California schools began the new academic year on a brighter note than other states, thanks in large part to funding from the California Department of Education. Overall, state institutions received $622 million, which will go toward the implementation of the Common Core State Standards. As should be expected, the money is already making a difference.
Oftentimes, state funding comes with rules as to what it can and cannot be spent on. In the case of the Department's funding, school districts get to decide what the money should be used for. After all, the education leaders within California's school systems know what needs to be done to prepare them for the CCSS – not the state. Some schools are expected to use the money to pay for new classroom materials, while others will cover the costs associated with training teachers.
"As a teacher, I'm heartened that our governor and our lawmakers – amid so many competing needs for resources – made our schools and the children they serve a priority," said Tom Torlakson, the state superintendent of public instruction, in a statement. "At the Department of Education, we worked hard to honor that commitment by getting these funds to school districts as quickly as possible. Welcome back to school, California – let's show the world what we can do."
How schools plan to spend
Different school districts are at different points in their transition to the Common Core. In the Vallejo City Unified School District, for instance, educators will have $2,764,600 in funding, the Vallejo Times-Herald reported. The District plans to use the money to support professional development opportunities for its teachers.

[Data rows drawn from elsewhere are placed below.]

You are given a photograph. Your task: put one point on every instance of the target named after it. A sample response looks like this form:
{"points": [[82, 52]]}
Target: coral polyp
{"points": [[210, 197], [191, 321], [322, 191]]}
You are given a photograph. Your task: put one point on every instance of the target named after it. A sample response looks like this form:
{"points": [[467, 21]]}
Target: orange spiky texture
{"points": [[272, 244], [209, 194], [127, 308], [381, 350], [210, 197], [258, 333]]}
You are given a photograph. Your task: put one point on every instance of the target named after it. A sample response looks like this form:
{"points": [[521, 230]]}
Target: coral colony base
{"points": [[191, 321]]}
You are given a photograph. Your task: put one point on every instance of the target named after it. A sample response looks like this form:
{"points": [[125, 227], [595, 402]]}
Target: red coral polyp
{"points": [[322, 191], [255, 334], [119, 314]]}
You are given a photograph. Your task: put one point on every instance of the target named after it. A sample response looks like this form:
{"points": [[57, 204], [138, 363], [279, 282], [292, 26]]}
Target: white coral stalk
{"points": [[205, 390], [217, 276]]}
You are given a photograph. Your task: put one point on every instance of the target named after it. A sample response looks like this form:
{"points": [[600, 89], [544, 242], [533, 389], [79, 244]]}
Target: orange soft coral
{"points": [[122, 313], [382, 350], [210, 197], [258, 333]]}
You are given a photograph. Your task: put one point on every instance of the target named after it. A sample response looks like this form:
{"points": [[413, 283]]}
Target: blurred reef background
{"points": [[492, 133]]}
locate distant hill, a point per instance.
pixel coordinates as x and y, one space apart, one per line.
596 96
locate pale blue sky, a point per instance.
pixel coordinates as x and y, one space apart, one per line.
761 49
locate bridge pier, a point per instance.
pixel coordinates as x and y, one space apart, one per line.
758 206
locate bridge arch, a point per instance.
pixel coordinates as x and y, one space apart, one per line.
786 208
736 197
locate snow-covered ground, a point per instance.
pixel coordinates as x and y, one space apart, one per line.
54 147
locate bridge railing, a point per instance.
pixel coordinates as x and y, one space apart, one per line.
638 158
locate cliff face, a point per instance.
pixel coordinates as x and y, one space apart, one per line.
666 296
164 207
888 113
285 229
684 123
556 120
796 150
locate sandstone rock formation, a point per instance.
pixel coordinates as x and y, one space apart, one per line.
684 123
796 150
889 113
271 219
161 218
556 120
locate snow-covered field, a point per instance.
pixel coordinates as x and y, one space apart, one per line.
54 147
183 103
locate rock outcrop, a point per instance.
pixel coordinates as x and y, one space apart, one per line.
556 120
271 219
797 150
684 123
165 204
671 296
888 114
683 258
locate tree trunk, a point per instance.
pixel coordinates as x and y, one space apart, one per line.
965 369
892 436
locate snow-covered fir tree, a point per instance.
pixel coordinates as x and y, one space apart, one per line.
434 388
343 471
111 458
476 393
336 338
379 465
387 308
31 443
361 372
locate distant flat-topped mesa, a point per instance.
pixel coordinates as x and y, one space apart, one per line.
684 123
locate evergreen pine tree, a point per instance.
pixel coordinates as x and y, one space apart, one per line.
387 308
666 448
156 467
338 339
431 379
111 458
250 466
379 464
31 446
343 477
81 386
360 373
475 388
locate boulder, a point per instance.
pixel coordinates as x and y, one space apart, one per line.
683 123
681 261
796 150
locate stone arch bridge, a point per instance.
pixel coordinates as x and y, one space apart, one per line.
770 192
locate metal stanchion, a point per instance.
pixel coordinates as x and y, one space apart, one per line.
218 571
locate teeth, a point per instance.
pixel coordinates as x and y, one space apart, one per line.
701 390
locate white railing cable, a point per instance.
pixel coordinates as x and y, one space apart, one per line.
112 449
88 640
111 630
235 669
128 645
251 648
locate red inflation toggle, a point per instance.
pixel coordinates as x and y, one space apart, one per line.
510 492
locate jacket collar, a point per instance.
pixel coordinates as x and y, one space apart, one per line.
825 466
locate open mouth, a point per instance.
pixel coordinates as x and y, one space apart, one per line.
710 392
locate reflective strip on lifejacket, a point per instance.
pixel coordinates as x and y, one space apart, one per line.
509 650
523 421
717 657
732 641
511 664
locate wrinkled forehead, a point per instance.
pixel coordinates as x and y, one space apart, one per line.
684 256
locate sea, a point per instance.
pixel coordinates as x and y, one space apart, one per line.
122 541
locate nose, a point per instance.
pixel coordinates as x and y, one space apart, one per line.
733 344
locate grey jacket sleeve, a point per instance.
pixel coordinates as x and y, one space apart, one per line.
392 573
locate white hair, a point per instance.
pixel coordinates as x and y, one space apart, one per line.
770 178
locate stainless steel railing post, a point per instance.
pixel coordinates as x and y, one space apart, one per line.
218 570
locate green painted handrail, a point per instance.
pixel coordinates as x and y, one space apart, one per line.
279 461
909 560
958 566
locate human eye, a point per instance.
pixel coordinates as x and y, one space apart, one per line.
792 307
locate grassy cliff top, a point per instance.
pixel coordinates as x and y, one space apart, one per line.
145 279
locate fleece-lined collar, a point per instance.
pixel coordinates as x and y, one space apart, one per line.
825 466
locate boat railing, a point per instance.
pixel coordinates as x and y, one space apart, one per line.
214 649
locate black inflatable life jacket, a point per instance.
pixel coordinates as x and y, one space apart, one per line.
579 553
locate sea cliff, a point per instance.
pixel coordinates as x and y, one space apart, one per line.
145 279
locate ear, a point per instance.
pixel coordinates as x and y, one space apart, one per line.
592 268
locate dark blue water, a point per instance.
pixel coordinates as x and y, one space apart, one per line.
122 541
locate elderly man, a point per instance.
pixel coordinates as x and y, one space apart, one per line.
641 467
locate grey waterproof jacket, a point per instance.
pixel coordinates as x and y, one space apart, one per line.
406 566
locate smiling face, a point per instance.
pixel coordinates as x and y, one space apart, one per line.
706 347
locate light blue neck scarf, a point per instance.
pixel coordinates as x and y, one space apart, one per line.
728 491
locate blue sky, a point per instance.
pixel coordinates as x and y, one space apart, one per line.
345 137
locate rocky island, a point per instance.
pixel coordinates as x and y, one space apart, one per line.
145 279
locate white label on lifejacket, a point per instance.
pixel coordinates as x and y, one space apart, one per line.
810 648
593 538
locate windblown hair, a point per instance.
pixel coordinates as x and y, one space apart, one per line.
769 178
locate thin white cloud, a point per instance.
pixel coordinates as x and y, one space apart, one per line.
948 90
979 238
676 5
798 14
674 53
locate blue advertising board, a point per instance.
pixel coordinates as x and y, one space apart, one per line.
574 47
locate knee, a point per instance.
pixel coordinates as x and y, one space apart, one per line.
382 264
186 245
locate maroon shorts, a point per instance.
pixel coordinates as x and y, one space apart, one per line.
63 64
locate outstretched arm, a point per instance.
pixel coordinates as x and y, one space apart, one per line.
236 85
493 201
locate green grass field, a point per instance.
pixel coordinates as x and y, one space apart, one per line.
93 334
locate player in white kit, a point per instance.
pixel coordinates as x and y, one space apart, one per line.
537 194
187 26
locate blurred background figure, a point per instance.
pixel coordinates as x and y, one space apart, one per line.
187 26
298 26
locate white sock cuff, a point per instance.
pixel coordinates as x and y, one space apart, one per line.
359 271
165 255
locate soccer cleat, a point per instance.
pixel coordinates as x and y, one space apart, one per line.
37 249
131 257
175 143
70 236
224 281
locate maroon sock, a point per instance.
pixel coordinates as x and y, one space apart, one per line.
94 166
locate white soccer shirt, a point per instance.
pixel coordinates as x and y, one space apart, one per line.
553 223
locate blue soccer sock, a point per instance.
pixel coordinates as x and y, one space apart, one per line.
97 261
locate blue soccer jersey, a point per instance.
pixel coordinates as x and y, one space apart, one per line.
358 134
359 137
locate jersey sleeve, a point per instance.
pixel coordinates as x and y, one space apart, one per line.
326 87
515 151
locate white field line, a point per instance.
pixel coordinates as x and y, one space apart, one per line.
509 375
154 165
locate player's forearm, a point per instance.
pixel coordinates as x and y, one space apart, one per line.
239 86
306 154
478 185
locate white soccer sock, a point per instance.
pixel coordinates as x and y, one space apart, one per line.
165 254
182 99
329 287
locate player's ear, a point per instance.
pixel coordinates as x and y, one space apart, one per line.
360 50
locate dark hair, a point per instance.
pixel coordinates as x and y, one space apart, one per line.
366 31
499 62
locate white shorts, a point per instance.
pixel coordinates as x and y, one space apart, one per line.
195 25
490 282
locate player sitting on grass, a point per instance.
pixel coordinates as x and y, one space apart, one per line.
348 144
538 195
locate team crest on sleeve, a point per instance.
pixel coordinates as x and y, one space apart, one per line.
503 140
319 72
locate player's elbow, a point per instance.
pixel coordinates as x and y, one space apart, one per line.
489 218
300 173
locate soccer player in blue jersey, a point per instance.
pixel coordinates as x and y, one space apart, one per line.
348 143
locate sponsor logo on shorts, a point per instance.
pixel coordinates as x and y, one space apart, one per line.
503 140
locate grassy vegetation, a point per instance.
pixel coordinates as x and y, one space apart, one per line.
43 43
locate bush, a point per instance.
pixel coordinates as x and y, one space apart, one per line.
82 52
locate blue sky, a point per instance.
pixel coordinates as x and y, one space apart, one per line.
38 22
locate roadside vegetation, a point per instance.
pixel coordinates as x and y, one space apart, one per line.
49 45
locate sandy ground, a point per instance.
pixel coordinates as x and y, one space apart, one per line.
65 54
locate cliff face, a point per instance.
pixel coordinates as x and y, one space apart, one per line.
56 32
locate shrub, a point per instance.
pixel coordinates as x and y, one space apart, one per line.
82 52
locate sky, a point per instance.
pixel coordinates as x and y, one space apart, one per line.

Meanwhile, the William S. Hart Union High School District also plans to fund teacher training with the money it received, according to KHTS AM 1220.
"The Hart School District is anxious to implement the new Common Core State Standards," Gail Pinsker, a spokesperson for the District, told the news source. "Our teachers are enthusiastic … This is revolutionary in education in California, and we're excited to be on the forefront of this new era."
No matter how individual school districts choose to spend the funding they receive, the money should be able to make a difference in students' lives as they become more familiar with the rigorous CCSS.